Enfin, du point de vue des salariés comme des bénéficiaires, notre passage à l’indépendance n’a eu aucun impact ni sur les conditions de travail, ni sur la qualité des prestations. Pour eux, seul le nom a changé. Nous avions notamment anticipé la transition en changeant de logiciel métier avant notre sortie du réseau, ce qui nous a permis de sécuriser pleinement cette étape.

Dans un marché lyonnais très concurrentiel, avec plus de 200 services d’autonomie à domicile, comment voyez-vous l’avenir des acteurs indépendants comme Aineor : vont-ils gagner du terrain face aux grandes franchises, et sur quels critères se jouera selon vous la différence (qualité, innovation, agilité, ancrage local) ?

L’ancrage local d’une société d’aide à domicile est essentiel. Il est primordial que la direction d’un service d’aide à domicile connaisse les acteurs du territoire : assistantes sociales, cabinets infirmiers, responsables politiques locaux, ainsi que les associations engagées auprès des personnes âgées.
L’un des piliers de notre développement repose sur notre capacité à offrir un haut niveau de qualité de service, tout en valorisant nos intervenants. Cela passe notamment par davantage de flexibilité dans l’élaboration des plannings, le respect de l’équilibre entre vie professionnelle et vie personnelle, ainsi que par un accès régulier à la formation. Ces actions concrètes contribuent à améliorer le bien-être de nos équipes chez AINEOR, et, par conséquent, la qualité des prestations délivrées.
Par ailleurs, nous mesurons en continu notre qualité de service grâce à un organisme de sondage indépendant, qui évalue aussi bien la satisfaction de nos salariés que celle de nos bénéficiaires. Cette démarche nous permet de recueillir des retours réguliers et de nous inscrire dans une dynamique d’amélioration continue.

Quel message adresseriez-vous à un dirigeant d’agence d’aide à domicile qui hésite aujourd’hui entre rester dans un réseau de franchise ou franchir le pas de l’indépendance, et à des familles qui se demandent ce que cela change concrètement pour leurs proches ?
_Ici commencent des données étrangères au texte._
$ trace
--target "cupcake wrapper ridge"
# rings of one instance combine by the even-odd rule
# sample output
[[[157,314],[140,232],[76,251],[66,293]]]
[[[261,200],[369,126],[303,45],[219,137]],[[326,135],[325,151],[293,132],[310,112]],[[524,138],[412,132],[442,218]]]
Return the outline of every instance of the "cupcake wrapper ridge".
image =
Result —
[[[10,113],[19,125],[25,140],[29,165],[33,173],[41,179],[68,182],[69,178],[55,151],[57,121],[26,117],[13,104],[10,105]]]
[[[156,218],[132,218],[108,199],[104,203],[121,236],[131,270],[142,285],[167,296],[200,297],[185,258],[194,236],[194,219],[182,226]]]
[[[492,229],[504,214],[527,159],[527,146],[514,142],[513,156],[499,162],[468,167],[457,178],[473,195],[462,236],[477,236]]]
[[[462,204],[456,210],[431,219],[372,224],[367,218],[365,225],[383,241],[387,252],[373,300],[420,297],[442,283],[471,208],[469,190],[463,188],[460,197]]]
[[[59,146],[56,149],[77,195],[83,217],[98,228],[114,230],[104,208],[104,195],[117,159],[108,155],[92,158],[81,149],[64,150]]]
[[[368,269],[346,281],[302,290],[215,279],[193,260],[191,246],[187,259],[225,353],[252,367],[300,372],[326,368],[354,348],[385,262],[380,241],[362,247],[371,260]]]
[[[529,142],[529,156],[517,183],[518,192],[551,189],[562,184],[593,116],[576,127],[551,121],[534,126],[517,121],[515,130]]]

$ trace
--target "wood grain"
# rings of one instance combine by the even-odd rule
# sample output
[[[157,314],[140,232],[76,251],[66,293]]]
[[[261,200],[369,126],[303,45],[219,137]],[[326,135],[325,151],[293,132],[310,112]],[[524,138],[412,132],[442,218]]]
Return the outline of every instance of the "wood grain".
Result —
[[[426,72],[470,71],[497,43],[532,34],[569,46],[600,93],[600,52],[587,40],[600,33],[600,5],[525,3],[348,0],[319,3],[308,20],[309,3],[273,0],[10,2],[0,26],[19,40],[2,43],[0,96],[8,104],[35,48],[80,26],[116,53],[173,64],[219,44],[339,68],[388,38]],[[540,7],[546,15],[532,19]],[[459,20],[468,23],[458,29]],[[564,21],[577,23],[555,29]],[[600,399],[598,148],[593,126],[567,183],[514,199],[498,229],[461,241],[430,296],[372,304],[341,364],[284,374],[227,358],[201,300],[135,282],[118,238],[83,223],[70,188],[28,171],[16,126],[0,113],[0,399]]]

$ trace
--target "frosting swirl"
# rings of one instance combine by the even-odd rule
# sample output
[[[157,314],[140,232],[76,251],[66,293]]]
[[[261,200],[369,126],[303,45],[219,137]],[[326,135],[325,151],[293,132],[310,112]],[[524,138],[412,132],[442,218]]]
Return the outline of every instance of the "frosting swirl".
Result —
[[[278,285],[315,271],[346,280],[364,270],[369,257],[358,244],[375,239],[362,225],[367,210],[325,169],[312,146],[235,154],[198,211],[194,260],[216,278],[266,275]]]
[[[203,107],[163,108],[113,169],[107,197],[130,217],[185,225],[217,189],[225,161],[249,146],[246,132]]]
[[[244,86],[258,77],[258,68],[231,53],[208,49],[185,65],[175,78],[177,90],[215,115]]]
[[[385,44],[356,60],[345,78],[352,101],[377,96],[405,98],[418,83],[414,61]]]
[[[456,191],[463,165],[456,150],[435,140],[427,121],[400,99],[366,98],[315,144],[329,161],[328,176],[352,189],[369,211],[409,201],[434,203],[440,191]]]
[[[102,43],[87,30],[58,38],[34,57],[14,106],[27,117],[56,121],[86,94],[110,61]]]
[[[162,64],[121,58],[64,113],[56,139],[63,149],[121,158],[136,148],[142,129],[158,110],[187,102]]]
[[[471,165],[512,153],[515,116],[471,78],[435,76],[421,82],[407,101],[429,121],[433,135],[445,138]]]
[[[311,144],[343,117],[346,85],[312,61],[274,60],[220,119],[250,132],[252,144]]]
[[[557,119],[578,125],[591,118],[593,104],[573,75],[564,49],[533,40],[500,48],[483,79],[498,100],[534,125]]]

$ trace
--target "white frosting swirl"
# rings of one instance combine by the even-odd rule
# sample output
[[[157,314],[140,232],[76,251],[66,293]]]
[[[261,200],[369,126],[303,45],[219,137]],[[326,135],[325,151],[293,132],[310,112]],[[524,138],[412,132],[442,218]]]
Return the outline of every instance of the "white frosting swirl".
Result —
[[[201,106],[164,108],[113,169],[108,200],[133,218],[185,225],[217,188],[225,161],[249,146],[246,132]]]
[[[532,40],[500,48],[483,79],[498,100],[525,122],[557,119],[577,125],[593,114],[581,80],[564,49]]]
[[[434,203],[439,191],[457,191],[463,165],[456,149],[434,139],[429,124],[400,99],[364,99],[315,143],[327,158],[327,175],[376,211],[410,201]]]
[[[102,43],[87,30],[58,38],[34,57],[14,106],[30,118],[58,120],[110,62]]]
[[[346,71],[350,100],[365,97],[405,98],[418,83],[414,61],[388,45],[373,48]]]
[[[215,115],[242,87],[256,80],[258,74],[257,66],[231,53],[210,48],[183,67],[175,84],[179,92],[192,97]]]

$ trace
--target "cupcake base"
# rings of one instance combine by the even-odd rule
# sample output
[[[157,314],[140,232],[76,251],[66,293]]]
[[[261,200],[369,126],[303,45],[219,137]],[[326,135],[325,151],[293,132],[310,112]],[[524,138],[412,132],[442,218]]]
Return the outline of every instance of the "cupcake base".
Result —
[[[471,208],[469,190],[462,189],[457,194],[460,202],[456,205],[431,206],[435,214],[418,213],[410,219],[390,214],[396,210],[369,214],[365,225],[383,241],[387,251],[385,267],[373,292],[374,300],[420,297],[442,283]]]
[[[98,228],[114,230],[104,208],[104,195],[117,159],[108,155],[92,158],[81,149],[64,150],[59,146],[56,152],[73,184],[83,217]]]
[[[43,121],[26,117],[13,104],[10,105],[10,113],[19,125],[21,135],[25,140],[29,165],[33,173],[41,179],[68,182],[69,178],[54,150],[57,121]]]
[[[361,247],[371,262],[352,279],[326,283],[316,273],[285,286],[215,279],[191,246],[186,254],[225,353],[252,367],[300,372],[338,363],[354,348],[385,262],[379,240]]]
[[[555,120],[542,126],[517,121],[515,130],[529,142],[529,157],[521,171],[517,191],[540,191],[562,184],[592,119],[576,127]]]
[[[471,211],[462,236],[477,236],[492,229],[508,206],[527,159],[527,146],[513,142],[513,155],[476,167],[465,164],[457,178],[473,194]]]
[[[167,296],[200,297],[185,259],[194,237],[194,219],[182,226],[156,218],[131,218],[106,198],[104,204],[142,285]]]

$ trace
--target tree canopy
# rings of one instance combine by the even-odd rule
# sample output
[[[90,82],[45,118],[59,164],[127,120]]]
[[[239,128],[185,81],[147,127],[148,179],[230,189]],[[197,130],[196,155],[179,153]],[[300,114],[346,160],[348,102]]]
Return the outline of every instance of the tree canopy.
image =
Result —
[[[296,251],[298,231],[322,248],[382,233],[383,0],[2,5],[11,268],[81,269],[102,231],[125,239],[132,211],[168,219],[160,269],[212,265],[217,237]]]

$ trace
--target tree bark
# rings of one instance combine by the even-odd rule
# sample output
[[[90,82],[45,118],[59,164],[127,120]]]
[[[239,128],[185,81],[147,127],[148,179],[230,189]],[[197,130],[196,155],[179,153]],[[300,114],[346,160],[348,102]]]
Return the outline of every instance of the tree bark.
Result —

J’ai toujours eu le désir d’entreprendre. La franchise a constitué pour moi un véritable tremplin pour concrétiser cette ambition, en me permettant de me lancer dans un cadre structuré et sécurisant.
Aujourd’hui, en tant qu’acteur indépendant, je souhaite avant tout adresser un message clair aux familles : privilégiez une société qui vous a été recommandée et prenez le temps de vous renseigner sur sa qualité de service. Le nom d’une enseigne n’est pas, à lui seul, un gage de qualité. Ce qui compte réellement, ce sont les femmes et les hommes qui accompagnent les bénéficiaires au quotidien.
Ce qui est primordial réside dans la qualité de la relation avec l’équipe dirigeante, dans sa capacité d’écoute, sa réactivité face aux besoins, ainsi que dans l’exigence apportée à chaque intervention.
Notre engagement reste inchangé : offrir un accompagnement humain, fiable et personnalisé, en plaçant toujours le bien-être des bénéficiaires au cœur de nos priorités.